Indeed the problem was JMD’s identity, and by extension mechanical design’s identity as a research discipline in its own right. The next step then was to identify the design attributes that the solution to this problem should possess. At that point I realized that I was very fortunate to be surrounded by wise and competent colleagues who working with me as a team helped me to formulate these attributes and implement them in practice.

The attributes that we used to establish a clear identity for JMD look now pretty obvious: (i) define JMD as a venue promoting analysis-based synthesis, (ii) insist that design methods and design of mechanical artifacts must co-exist with mutual respect, (iii) expand the definition of “mechanical” not just beyond the technologies of the twentieth century but also integrate the human side of design, from cognition to education and market systems.

Moving from design attributes to an actual “embodiment design” was the next step, and one that continues to this day: Assiduously reducing review times, motivating reviewers, teaching new authors how to write good papers, recruiting new associate editors, establishing our own asmejmd.org website for improved communication and branding, smoothing feathers ruffled by rejections, and even spending lots of time getting in place the new journal cover you have received in this issue!

In my editorials over the past five years I shared many of my observations along the way. Let me just add a couple more.

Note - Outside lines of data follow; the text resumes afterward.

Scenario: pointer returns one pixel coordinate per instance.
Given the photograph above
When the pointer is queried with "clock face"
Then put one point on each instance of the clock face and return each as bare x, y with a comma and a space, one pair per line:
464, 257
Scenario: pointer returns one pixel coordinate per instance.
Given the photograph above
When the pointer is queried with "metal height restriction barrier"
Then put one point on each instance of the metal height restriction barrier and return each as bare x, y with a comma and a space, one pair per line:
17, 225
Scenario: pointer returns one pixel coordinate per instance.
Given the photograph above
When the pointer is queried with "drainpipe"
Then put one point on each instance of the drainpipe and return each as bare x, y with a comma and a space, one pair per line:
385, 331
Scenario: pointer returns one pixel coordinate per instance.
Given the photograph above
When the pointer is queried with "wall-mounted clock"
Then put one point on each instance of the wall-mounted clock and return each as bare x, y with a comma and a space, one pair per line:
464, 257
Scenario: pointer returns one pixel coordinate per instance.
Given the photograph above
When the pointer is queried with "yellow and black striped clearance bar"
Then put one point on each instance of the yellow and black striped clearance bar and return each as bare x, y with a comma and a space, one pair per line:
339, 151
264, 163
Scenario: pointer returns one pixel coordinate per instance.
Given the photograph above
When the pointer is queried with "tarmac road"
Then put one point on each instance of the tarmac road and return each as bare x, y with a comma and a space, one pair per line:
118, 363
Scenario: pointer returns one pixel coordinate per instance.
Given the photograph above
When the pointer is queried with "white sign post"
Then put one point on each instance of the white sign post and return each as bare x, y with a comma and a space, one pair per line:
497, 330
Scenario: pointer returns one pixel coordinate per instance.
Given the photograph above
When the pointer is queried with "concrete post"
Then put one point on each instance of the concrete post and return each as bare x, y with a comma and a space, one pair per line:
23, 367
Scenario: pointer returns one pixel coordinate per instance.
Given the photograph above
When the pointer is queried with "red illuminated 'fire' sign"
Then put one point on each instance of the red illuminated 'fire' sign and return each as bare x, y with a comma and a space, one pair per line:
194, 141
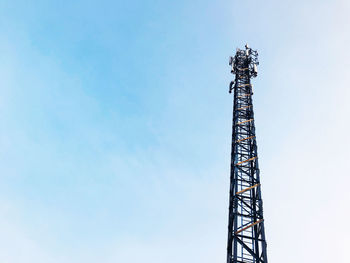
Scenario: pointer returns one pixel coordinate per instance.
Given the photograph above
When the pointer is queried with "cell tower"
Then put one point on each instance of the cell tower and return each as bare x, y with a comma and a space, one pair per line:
246, 233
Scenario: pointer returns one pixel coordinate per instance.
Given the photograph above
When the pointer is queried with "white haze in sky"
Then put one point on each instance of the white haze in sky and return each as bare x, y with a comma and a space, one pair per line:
116, 123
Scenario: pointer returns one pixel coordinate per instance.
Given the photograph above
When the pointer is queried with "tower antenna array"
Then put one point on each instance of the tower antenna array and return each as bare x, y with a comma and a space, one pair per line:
246, 233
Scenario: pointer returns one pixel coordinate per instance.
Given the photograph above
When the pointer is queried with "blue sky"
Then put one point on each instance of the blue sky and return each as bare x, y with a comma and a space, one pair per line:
116, 124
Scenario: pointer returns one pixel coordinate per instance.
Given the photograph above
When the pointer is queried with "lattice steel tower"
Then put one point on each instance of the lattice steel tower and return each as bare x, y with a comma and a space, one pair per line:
246, 234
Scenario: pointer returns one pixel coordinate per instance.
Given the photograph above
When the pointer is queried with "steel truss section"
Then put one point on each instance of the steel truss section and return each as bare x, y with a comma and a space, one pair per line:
246, 234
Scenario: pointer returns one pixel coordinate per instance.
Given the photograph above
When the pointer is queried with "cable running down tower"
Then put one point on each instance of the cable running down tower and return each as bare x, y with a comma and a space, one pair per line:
246, 233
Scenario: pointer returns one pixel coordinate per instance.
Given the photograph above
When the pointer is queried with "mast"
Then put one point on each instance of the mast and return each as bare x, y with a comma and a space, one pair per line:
246, 233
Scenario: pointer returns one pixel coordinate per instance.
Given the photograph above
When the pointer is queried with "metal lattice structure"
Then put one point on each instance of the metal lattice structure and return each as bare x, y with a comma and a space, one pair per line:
246, 234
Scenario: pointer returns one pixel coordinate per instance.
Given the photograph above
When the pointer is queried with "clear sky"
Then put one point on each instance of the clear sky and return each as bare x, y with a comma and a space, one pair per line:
115, 128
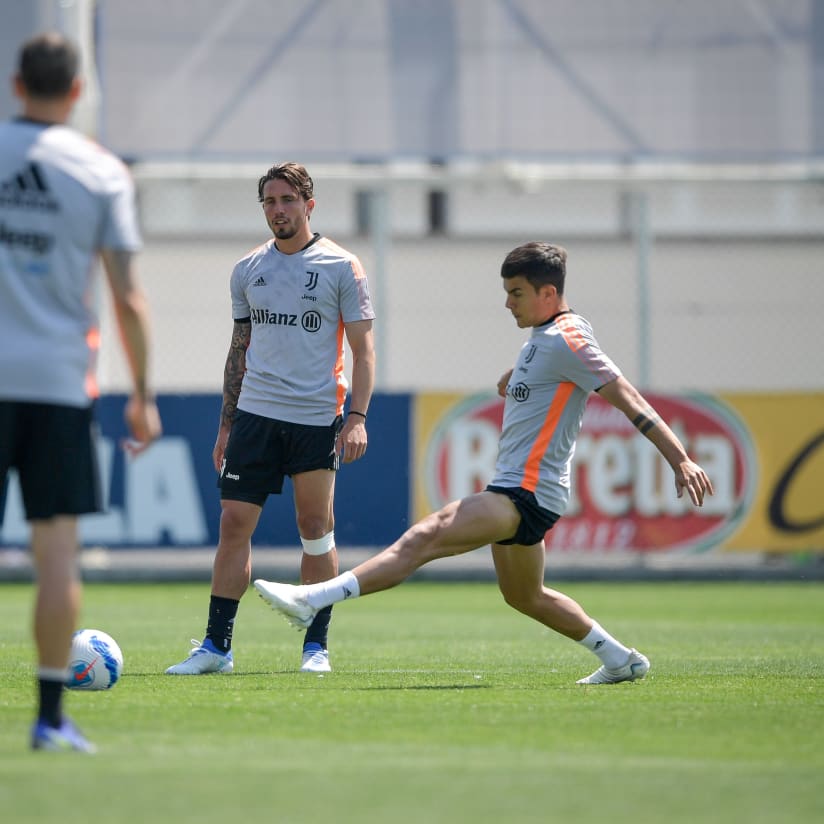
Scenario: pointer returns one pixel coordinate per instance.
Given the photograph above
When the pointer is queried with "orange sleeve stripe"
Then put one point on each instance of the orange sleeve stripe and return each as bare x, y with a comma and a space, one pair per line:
553, 415
339, 368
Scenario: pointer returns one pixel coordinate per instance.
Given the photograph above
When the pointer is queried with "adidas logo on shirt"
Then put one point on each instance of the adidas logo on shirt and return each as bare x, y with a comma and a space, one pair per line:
28, 189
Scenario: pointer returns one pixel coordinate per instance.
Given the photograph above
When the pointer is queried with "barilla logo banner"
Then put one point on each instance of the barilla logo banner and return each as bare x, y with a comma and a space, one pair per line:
622, 490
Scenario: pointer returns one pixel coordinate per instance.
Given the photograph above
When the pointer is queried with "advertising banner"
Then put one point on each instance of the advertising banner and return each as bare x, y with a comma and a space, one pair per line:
764, 455
168, 496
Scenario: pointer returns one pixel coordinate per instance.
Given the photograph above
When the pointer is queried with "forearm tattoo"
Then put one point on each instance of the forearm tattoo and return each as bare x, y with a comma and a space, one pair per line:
645, 421
234, 371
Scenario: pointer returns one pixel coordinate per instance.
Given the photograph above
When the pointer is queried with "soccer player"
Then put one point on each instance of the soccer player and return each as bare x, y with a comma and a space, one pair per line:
64, 202
294, 298
546, 392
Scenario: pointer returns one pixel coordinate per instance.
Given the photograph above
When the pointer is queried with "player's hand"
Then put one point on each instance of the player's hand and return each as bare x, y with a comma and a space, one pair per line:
691, 477
503, 381
220, 447
143, 420
352, 439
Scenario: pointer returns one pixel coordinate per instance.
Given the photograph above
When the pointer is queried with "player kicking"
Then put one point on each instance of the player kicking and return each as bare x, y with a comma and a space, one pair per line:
545, 393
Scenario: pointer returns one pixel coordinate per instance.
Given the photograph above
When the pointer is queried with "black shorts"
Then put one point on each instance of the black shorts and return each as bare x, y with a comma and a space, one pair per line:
535, 520
52, 449
262, 451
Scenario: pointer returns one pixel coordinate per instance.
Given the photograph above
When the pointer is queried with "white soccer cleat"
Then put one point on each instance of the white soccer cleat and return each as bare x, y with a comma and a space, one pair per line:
635, 669
288, 601
315, 659
202, 661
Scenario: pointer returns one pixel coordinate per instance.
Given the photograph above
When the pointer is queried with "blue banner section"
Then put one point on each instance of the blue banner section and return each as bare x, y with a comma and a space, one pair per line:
169, 497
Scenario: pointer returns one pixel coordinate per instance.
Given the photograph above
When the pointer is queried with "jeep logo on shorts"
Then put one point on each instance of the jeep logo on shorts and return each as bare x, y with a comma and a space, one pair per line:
310, 321
520, 392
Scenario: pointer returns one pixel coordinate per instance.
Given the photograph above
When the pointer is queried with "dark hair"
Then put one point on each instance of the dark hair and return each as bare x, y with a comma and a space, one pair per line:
48, 65
540, 263
294, 174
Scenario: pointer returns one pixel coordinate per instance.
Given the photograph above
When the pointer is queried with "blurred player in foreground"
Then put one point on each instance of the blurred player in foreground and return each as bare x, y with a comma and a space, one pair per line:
545, 393
294, 299
64, 201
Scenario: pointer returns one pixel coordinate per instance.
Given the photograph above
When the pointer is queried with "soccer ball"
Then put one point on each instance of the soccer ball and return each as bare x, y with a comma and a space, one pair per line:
95, 662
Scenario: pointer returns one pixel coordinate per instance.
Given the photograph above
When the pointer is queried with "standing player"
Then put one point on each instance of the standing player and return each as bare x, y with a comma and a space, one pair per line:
293, 299
545, 393
63, 201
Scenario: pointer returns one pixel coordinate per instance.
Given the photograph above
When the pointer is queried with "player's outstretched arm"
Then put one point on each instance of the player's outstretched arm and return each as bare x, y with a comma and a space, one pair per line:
689, 475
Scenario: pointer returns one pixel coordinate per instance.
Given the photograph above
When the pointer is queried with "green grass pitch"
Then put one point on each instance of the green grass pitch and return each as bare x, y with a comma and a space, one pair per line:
444, 706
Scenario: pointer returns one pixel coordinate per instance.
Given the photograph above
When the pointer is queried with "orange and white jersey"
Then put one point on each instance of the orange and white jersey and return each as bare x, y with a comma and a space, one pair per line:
298, 305
557, 368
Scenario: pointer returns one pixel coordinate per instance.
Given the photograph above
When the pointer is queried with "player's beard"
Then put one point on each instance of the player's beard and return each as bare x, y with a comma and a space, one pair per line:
284, 231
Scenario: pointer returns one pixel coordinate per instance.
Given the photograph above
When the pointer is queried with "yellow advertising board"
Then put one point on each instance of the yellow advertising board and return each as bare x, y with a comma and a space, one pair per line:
764, 455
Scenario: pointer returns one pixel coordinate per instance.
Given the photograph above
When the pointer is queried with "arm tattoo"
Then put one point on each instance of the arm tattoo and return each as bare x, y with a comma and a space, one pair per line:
644, 422
234, 371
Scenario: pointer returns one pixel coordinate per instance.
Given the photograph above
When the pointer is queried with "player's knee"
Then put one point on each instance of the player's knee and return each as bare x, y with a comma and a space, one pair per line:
520, 599
319, 546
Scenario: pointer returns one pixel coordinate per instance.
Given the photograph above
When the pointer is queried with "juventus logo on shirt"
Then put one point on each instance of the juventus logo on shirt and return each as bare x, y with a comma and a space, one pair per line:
312, 282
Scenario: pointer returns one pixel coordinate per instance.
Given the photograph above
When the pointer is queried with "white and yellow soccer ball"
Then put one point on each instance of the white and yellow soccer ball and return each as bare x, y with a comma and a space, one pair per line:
95, 662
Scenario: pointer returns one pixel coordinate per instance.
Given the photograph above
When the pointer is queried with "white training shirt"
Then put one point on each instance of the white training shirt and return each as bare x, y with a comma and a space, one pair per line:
557, 368
298, 305
62, 199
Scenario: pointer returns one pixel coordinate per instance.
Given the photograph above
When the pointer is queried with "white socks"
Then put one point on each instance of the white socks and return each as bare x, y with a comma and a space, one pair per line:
613, 654
324, 593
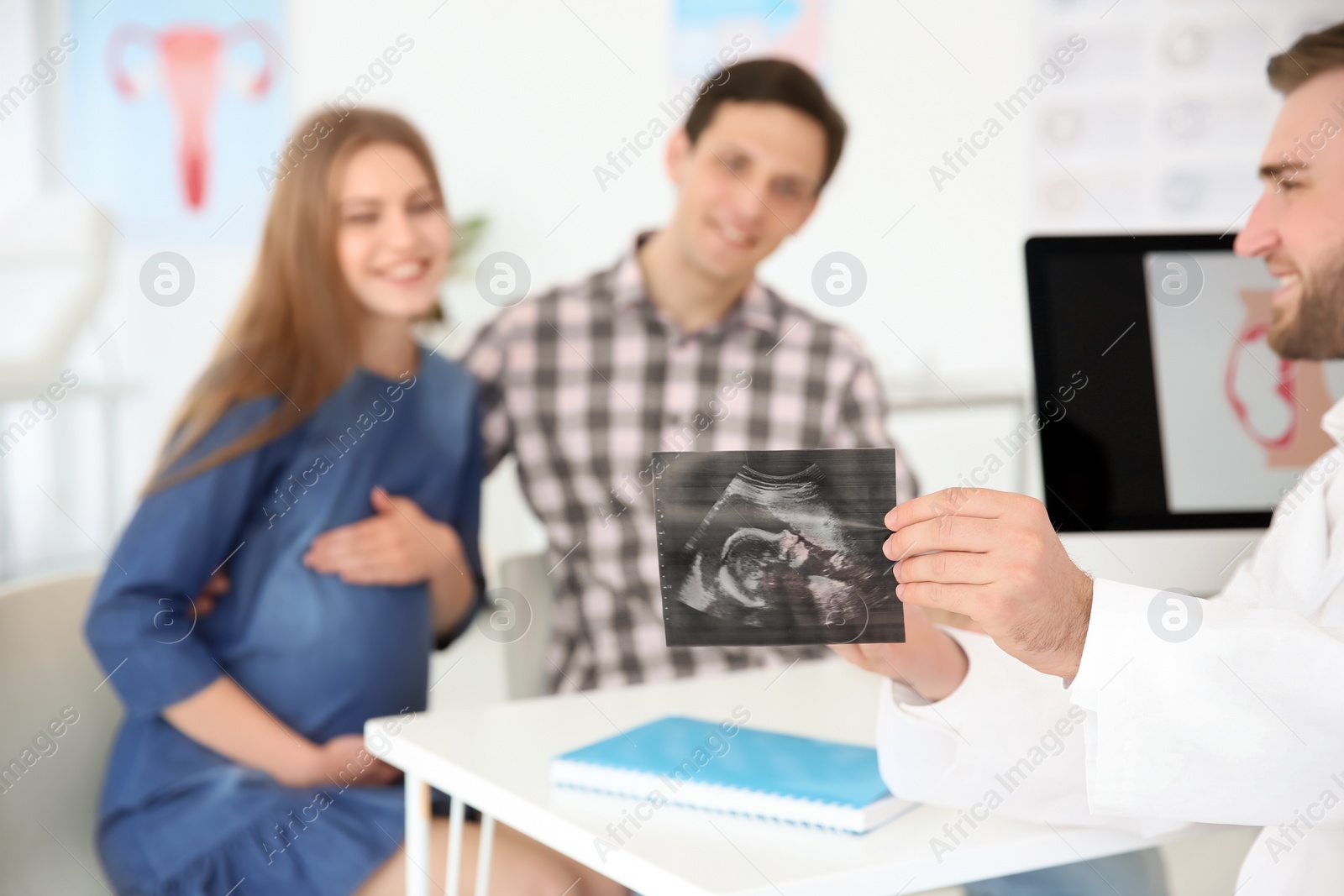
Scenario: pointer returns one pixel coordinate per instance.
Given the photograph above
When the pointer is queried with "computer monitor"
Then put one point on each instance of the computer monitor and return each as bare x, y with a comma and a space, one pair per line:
1163, 466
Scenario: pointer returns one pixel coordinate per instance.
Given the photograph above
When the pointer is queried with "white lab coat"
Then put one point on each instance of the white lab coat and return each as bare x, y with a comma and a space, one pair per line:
1243, 723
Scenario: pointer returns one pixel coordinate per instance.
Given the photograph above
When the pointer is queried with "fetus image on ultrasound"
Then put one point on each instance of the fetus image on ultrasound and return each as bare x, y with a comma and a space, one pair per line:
777, 547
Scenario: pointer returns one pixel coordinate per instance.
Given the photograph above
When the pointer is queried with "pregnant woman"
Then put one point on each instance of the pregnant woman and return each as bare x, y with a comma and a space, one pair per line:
335, 468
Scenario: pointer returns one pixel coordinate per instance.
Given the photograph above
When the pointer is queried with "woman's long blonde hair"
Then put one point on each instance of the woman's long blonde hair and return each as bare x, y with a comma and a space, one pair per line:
296, 331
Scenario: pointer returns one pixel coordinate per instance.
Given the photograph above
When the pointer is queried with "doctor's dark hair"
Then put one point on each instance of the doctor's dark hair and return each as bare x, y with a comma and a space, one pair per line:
295, 335
1310, 55
772, 81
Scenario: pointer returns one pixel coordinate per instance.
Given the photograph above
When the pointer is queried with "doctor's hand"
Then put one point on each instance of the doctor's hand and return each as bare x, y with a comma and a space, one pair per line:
398, 544
995, 558
929, 660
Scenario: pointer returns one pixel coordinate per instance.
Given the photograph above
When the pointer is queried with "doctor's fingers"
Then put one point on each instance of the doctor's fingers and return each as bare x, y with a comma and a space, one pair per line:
967, 600
956, 501
951, 567
944, 533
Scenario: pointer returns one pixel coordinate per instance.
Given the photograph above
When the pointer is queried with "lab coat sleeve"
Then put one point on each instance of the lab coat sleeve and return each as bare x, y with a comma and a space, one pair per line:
1242, 723
1007, 741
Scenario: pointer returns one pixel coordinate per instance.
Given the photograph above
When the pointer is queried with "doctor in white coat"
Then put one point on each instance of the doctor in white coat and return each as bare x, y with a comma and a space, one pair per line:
1109, 705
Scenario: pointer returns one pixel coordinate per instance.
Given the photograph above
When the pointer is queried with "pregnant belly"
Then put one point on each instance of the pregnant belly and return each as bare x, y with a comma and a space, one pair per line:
324, 656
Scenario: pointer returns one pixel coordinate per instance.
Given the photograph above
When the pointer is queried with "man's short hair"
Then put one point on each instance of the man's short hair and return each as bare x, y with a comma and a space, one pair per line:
1310, 55
772, 81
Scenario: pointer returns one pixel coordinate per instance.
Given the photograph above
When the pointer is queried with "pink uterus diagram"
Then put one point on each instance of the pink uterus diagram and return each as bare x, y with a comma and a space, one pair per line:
1277, 402
188, 60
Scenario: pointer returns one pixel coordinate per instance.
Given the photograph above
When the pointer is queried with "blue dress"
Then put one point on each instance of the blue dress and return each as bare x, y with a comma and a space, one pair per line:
319, 654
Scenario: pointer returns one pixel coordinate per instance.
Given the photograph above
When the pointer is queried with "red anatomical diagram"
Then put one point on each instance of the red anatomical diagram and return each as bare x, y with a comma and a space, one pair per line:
1277, 402
188, 60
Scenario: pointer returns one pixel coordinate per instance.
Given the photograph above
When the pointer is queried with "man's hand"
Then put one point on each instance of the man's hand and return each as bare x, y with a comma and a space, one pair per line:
400, 544
929, 660
995, 558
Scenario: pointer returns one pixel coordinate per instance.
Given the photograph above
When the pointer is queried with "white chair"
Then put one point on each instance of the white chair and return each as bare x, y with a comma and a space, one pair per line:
524, 660
49, 808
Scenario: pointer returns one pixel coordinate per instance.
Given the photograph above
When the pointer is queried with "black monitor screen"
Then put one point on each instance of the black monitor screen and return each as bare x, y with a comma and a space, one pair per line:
1162, 405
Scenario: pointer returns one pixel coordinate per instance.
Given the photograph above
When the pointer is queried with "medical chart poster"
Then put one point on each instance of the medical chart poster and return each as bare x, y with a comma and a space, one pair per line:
1238, 423
171, 109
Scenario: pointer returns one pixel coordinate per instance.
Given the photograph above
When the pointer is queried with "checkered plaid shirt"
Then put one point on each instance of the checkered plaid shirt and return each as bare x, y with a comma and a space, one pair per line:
588, 380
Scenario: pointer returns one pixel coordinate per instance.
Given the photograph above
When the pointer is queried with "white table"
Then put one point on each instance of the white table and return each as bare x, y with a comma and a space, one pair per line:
496, 759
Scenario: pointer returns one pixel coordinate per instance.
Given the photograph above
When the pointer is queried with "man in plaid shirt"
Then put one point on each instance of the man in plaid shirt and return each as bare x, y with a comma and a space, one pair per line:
675, 348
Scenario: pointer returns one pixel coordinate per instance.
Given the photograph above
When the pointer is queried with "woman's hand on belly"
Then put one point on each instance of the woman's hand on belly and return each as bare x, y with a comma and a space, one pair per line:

All the constituents of JMD’s community have maintained a strong presence, including mechanisms and robotics work directed towards synthesis; design theory and methodology research that increasingly includes human cognition; design automation that has moved beyond pure algorithms and looks at systems, uncertainty and the impact on and from the market; transmission and gearing that has the highest downloading rates and readership from industry; design of smart products and systems that has become a sustained theme in new submissions. The annual special issues have created much interest and the one planned for 2013 on origami and tessellation in design will be very exciting. One area that remains a challenge, in spite of an excellent special issue in 2010, is sustainable design: Much discussion but too little fundamental design work.

Another observation is the geographic distribution of our authors and readers. There is a large increase of submissions from Asia, particularly China and India. Many papers from China have tended to be very analytical but with little awareness of recent research, say, in the past 10-20 years, and with generally poor English language usage. However, their quality is improving rapidly. If these authors are able to participate regularly in ASME conferences, I expect them to become strong and sustained contributors. Many papers from India have tended to be practical design studies associated with a particular device, rather than research work. While useful, these papers do not belong to JMD. A similar situation comes from some European countries, such as Italy, France and Spain from where I see an increasing number of submissions describing university-industry work.  Less clear to me is an observed decrease in submissions from Germany and the UK. We have almost no submissions from South American and African countries.  One of my goals as Editor was to have a broad diversity in our editorial board, including a geographic one. This helps to build local constituencies. I am generally satisfied with our present diversity in board composition but again this is an ongoing effort. JMD serves and welcomes the global community.

Back to design thinking, one should ask me: Ok, so do you have a good design? How do you know? Are your target users satisfied? … I will let you be the judge of that, but I am pleased to note that this year the number of submissions exceeds 500 for the first time in JMD’s history.

I want to thank all JMD authors, editors, reviewers and staff for their service to the journal and for giving me the privilege to contribute my own service to our great design community. I offer my gratitude to Shapour Azarm and to our Editorial Board with my best wishes for continuing success in their efforts!